Aim: The aim of this study was to compare between three different types of denture base material heat cure acrylic resin (conventional acrylic), flexible acrylic and compact acrylic (acrylic block) according to the ability of their surfaces for bacterial adhesion and biofilm formation to know their susceptibility for contamination during dentures placement.

Materials and Methods: In our study, we were using two types of bacteria Pseudomonas aeruginosa and Staphylococcus epidermidis. That was previously tested for their ability to produce biofilm. To detect and measure the formation of biofilm, Quantitative biofilm assay and Scanning Electron Microscope were used.

Results: According to the results of (Quantitative) biofilm assay, the surfaces of the three dental materials showed significant differences in their ability to form biofilm. The results adhesion of P. aeruginosa and S. epidermidis on the three surfaces showed that, the conventional acrylic surface has the most ability to accumulate these bacteria and forming biofilm after contamination and incubation 24 hours, while the compact acrylic (block) showed less ability to forming biofilm, but the flexible acrylic was in between them.

Conclusion: Compact acrylic (acrylic block) in construction of dentures by the CAD-CAM technology has the advantage of decreasing the accumulation of bacteria (P. aeruginosa and S. epidermidis) on the surface of dentures in comparison with using the conventional acrylic and flexible acrylic by the conventional method (flasking procedure). In addition to that the P. aeruginosa was more prevalent than the S. epidermidis on the surfaces of the samples.

Keywords

Denture base material, Biofilm, Bacteria

Introduction

The introduction of the digital technology (CAD-CAM) in the construction of CDs will overcome the complications that are associated with the conventional method (flasking procedure), enhance their properties and offer better results [1]. This technology uses the acrylic block for construction of dentures (Figure1A). Flexible dentures are widely used today versus conventional rigid acrylic dentures because of resistance to fracture, aesthetic, excellent biocompatibility [2] and show little effects on the mucosa of dentures bearing area and little changes on the mucosa [3]. Biofilms are extremely significant to the infections of the human, and these communities that composed from aggregation of different microorganisms can promote on living or non-living surfaces [4] medical instruments made from Metallic and non-metallic, like catheters, implants, materials of the dentures are good environments for colonization of different kinds of microorganisms [5]. The rough surfaces enhance the accumulation of the biofilm than smooth surfaces [6]. The biofilms are composed of microorganisms that live in matrix produced by these microorganisms of hydrated extracellular polysaccharide [7]. The major dental diseases are dental caries and periodontal diseases may cause by biofilm [8] also systemic diseases, lung disease, diseases of cardiovascular system, diabetes mellitus that related to periodontal diseases [9]. The nature of the biofilm structure increases the microorganism resistance to the immune system defences of the host and antimicrobial factors [10].

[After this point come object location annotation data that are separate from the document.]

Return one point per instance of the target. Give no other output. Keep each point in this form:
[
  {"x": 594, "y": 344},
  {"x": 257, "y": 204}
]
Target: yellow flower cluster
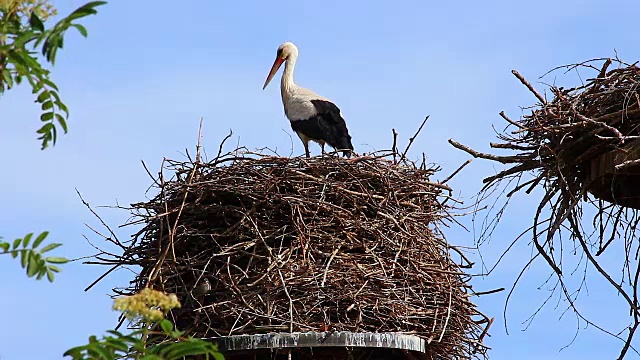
[
  {"x": 150, "y": 305},
  {"x": 42, "y": 8}
]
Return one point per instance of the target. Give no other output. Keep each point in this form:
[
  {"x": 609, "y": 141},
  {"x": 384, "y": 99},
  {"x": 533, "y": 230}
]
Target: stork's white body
[{"x": 312, "y": 117}]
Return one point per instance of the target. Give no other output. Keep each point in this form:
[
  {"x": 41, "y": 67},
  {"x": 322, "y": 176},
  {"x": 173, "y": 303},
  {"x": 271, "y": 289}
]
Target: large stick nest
[
  {"x": 582, "y": 142},
  {"x": 255, "y": 244}
]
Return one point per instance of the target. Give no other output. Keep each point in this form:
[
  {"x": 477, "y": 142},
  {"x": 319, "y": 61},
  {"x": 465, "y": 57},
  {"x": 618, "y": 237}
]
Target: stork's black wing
[{"x": 331, "y": 125}]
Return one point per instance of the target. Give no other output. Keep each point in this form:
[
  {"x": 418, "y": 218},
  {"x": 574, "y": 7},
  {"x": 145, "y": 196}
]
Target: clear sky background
[{"x": 149, "y": 70}]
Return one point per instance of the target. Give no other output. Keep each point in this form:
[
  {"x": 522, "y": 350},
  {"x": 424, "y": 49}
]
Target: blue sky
[{"x": 139, "y": 84}]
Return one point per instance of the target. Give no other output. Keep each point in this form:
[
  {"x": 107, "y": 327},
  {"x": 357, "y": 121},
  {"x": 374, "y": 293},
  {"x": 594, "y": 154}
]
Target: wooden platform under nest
[{"x": 615, "y": 176}]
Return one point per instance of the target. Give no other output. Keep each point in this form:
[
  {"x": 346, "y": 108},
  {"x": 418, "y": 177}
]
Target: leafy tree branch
[{"x": 22, "y": 36}]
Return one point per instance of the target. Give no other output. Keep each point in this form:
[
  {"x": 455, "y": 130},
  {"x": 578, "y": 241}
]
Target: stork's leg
[{"x": 306, "y": 148}]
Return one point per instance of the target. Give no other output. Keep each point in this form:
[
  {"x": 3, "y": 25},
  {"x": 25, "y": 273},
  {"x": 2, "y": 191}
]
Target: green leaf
[
  {"x": 32, "y": 265},
  {"x": 16, "y": 58},
  {"x": 49, "y": 275},
  {"x": 46, "y": 116},
  {"x": 54, "y": 268},
  {"x": 6, "y": 75},
  {"x": 62, "y": 122},
  {"x": 24, "y": 258},
  {"x": 151, "y": 357},
  {"x": 56, "y": 260},
  {"x": 45, "y": 129},
  {"x": 35, "y": 22},
  {"x": 40, "y": 239},
  {"x": 49, "y": 247},
  {"x": 81, "y": 29},
  {"x": 41, "y": 272},
  {"x": 166, "y": 325},
  {"x": 62, "y": 107},
  {"x": 26, "y": 240},
  {"x": 50, "y": 84}
]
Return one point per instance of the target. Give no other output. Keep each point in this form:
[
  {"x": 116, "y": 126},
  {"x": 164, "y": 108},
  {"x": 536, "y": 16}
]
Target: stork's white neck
[{"x": 287, "y": 86}]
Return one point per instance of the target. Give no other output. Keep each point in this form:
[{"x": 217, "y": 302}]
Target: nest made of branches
[
  {"x": 254, "y": 244},
  {"x": 585, "y": 140}
]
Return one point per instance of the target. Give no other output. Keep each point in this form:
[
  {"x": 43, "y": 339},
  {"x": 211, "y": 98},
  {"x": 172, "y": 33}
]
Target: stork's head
[{"x": 285, "y": 52}]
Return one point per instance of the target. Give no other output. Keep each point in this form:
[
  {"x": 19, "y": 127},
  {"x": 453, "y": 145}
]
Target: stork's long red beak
[{"x": 274, "y": 70}]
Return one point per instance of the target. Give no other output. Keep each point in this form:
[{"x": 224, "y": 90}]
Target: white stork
[{"x": 312, "y": 116}]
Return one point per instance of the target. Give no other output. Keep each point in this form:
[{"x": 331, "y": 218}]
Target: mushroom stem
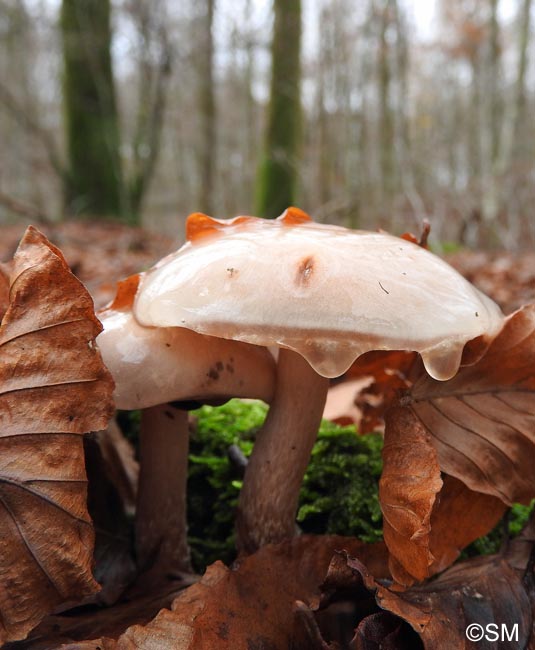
[
  {"x": 270, "y": 493},
  {"x": 161, "y": 524}
]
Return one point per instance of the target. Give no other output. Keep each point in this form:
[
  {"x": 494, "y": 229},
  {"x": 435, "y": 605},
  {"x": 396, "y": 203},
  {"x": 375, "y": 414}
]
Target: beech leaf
[
  {"x": 53, "y": 388},
  {"x": 408, "y": 487},
  {"x": 428, "y": 518}
]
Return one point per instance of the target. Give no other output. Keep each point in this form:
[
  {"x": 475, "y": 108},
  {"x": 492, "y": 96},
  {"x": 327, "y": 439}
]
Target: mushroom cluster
[{"x": 318, "y": 296}]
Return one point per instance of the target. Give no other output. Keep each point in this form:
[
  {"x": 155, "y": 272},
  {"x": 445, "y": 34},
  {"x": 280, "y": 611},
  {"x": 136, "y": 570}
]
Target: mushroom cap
[
  {"x": 154, "y": 365},
  {"x": 327, "y": 292}
]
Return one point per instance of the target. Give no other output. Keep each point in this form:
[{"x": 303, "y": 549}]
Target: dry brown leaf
[
  {"x": 251, "y": 606},
  {"x": 407, "y": 491},
  {"x": 392, "y": 372},
  {"x": 459, "y": 517},
  {"x": 4, "y": 290},
  {"x": 53, "y": 388},
  {"x": 482, "y": 422},
  {"x": 427, "y": 520}
]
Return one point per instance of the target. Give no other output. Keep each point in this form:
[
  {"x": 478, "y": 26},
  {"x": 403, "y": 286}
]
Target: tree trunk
[
  {"x": 94, "y": 184},
  {"x": 207, "y": 110},
  {"x": 386, "y": 121},
  {"x": 277, "y": 179}
]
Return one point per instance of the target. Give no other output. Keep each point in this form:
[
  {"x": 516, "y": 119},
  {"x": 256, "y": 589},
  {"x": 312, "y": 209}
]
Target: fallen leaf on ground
[
  {"x": 252, "y": 603},
  {"x": 4, "y": 290},
  {"x": 53, "y": 388},
  {"x": 428, "y": 518},
  {"x": 482, "y": 422},
  {"x": 459, "y": 517}
]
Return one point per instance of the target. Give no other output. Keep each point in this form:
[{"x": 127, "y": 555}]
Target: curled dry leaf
[
  {"x": 53, "y": 388},
  {"x": 252, "y": 605},
  {"x": 459, "y": 516},
  {"x": 482, "y": 422},
  {"x": 428, "y": 517},
  {"x": 483, "y": 591},
  {"x": 479, "y": 428},
  {"x": 407, "y": 491}
]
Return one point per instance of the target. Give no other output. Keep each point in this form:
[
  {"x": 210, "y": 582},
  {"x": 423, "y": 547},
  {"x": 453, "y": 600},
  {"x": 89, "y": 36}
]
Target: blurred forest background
[{"x": 366, "y": 113}]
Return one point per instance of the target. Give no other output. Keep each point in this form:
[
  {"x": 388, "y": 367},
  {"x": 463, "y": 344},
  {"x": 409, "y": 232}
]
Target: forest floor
[{"x": 102, "y": 253}]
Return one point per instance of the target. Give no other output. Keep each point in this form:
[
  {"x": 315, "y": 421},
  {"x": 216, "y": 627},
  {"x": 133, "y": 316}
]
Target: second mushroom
[{"x": 322, "y": 296}]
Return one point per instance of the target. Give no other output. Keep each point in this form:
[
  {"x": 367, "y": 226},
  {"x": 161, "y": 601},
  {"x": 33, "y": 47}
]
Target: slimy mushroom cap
[{"x": 326, "y": 292}]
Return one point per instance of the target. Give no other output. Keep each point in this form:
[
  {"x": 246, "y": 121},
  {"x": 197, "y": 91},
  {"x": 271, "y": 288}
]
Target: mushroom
[
  {"x": 152, "y": 367},
  {"x": 323, "y": 295}
]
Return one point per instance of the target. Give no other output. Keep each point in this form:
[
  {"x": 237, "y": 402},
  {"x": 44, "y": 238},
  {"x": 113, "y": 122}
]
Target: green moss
[{"x": 339, "y": 493}]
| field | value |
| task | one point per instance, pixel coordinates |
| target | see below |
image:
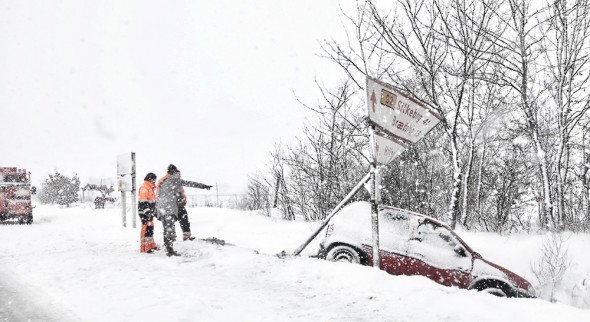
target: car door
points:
(436, 253)
(394, 233)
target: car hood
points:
(483, 268)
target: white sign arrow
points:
(398, 114)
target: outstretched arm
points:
(194, 184)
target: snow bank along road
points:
(84, 260)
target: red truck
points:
(15, 195)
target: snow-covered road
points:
(84, 260)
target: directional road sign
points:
(398, 114)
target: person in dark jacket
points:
(169, 191)
(147, 209)
(185, 224)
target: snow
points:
(85, 262)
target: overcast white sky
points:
(206, 85)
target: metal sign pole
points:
(332, 214)
(374, 210)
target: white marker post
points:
(396, 120)
(126, 182)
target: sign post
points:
(397, 121)
(126, 182)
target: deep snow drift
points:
(86, 263)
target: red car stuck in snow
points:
(415, 244)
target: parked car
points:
(415, 244)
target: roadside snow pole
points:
(126, 183)
(133, 194)
(124, 206)
(334, 212)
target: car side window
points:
(394, 231)
(436, 245)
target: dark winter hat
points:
(172, 169)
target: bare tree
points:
(567, 27)
(552, 264)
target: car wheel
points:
(494, 288)
(343, 253)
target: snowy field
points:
(81, 263)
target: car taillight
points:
(329, 230)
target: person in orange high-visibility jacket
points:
(147, 210)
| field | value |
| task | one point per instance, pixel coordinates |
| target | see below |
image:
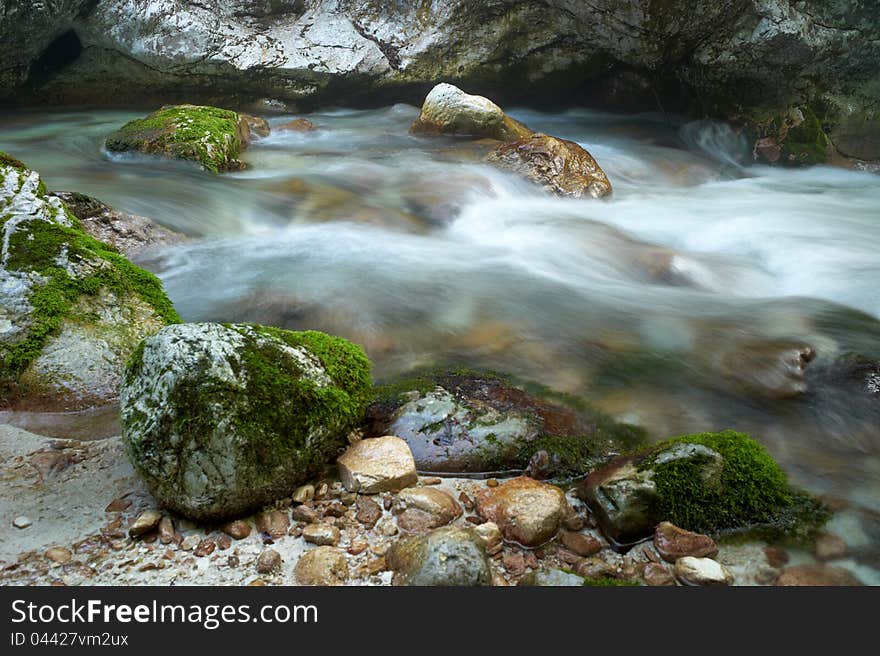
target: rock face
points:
(480, 423)
(527, 511)
(211, 136)
(777, 55)
(72, 309)
(557, 165)
(380, 464)
(707, 482)
(219, 420)
(448, 556)
(449, 110)
(127, 233)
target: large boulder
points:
(211, 136)
(473, 422)
(221, 419)
(712, 483)
(72, 309)
(449, 110)
(558, 165)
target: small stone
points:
(322, 566)
(818, 575)
(701, 571)
(376, 465)
(166, 530)
(321, 534)
(145, 522)
(582, 545)
(273, 522)
(190, 542)
(238, 529)
(60, 555)
(205, 547)
(268, 561)
(656, 574)
(368, 512)
(305, 514)
(304, 493)
(830, 547)
(673, 543)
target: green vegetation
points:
(208, 135)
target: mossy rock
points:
(717, 483)
(72, 309)
(211, 136)
(466, 421)
(222, 419)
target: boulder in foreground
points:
(222, 419)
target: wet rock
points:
(449, 110)
(321, 534)
(60, 555)
(237, 529)
(368, 512)
(673, 543)
(322, 566)
(556, 578)
(376, 465)
(559, 166)
(268, 561)
(222, 419)
(582, 545)
(817, 575)
(127, 233)
(273, 522)
(147, 521)
(448, 556)
(480, 423)
(656, 574)
(527, 511)
(420, 509)
(701, 571)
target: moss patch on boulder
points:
(211, 136)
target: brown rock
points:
(817, 575)
(558, 165)
(527, 511)
(238, 529)
(322, 566)
(381, 464)
(582, 545)
(268, 561)
(673, 543)
(273, 522)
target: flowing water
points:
(669, 305)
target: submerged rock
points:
(211, 136)
(449, 110)
(72, 309)
(558, 165)
(476, 423)
(220, 420)
(706, 482)
(448, 556)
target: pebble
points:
(21, 522)
(59, 555)
(145, 522)
(268, 561)
(238, 529)
(321, 534)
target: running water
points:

medical-dental-science-compact-acrylic

Figure 1a. Compact acrylic (block).

One of the important virulence factors of Staphylococcus epidermidis and P. aeruginosa is the formation of biofilm. [11-13]. P. aeruginosa exhibited high ability to forming biofilm on denture base material [14]. The oral cavity may the source of the respiratory disease if P. aeruginosa present in saliva and sputum [9,13]. P. aeruginosa gramnegative bacilli well adapted to found in watery environments and produce a slimy alginate extracellular material that represent the texture of biofilm. S. epidermidis gram positive cocci colonizes the skin as microflora and forming biofilm by producing polysaccharide outside the cells [15]. The biofilm accumulates in greater amount on the surface of the denture because of the topography and the structure of these biomaterials ’ surfaces [16]. The using of disinfection material for cleaning the denture increases the roughness of the denture surface [17] this roughness leading to enhancement biofilm production [18]. New researches have demonstrated a link between systemic diseases and biofilm accumulation on the denture in older people [19]. SEM is a best tool for studying the biofilm details and the morphological microbial accumulation on the surface of the denture material. The SEM images showed that the biofilm is a bacterial cell enclosed by amorphous matrix that considered extracellular polymeric material [20]. The target of our study is that to compare between three different types of denture base material (heat cure acrylic resin, flexible acrylic and compact acrylic) for the ability of their surfaces to forming biofilm.

Materials and Methods

Preparation of the denture base material

Three different dentures base materials table 1 (heat cure acrylic resin or conventional acrylic, flexible acrylic resin and compact acrylic or acrylic block Figure 1A were used to prepare two types of samples, type A to SEM analysis (10 × 10 × 3 mm) and type B for spectrophotometer analysis (10 × 10 × 4 mm) Figure 1B.

Denture base materials Type Brand name Properties Mode of using
Heat cure acrylic resin PMMA Veracril Conventional Rigid acrylic Pack- pressing polymerization
Flexible acrylic resin Thermoplastic Nylon IRIS Flexible acrylic Injection moulding polymerization
Compact acrylic resin (block) PMMA made under high pressure and temperature IRIS Acrylic made under high pressure and temperature Digital CAD-CAM technology (Milling) 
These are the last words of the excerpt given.